思い出すのは前世のおかっぱライバル。あれこそ天才だろう、とヒカルは思っている。

 

 

「いやいや。始めたばかりでこれは、正直ありえないくらいだ。ヒカルは碁に愛されているのかもしれないな」

「……どうだろうね」

(オレより愛しているヤツがいるのは確かだろうけど)

 

 

満足げな表情の佐為をチラッと見るヒカル。そんなヒカルに平八はさらに質問を投げかけた。

 

 

「普段はどうやって碁を勉強しているんだ?」

「勉強……というか。いつもオレの部屋であかりと打ってるくらいだけど」

「それだけか? というかヒカル、お前碁盤なんか持っとったのか?」

「それだけだよ。持ってるのは碁盤というか、小遣いで買った小さい折りたたみのやつだけど。
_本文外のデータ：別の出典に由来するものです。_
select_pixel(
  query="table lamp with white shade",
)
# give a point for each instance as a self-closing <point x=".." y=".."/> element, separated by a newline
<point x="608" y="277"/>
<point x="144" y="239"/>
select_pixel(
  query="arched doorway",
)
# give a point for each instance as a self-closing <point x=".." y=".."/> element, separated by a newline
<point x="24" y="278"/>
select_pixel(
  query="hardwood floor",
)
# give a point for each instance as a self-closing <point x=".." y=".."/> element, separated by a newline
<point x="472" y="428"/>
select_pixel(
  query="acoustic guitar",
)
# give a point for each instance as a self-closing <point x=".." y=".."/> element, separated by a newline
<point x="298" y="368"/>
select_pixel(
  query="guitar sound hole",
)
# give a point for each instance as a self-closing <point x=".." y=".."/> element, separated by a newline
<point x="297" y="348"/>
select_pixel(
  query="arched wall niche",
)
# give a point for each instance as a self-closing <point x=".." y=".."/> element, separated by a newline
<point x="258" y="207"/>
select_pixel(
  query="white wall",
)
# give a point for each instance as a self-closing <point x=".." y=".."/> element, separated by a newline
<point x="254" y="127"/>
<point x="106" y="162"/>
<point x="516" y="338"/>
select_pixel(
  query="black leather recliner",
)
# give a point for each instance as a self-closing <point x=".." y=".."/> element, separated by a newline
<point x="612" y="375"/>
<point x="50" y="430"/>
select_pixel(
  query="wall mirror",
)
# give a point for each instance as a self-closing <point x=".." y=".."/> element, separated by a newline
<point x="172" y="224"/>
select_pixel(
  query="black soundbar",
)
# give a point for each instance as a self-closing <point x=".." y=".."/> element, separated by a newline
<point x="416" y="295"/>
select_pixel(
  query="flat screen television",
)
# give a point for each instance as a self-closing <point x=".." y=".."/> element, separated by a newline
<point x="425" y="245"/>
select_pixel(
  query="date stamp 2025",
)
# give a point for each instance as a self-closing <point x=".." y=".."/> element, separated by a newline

なぁ、あかり?」

「うん、そうだね。あとは詰碁をたまにやるくらい?」

 

 

二人の言葉に、今日何度目かわからない衝撃を受ける平八。

それだけのことでこの二人はここまで強くなったのか、と。

 

 

(まったく。将来がホントに楽しみになる二人だな。……小遣いはやれんが、餞別でも送るかの)

 

 

後日、足つきの二桁万円の碁盤が進藤家に送られ、進藤一家とあかりの度肝を抜くことになる。

だがそれは、祖父の期待の表れでもあった。

 

 

 

 

 




小遣いはやれなくても、お高い碁盤は買ってあげちゃうおじいちゃん。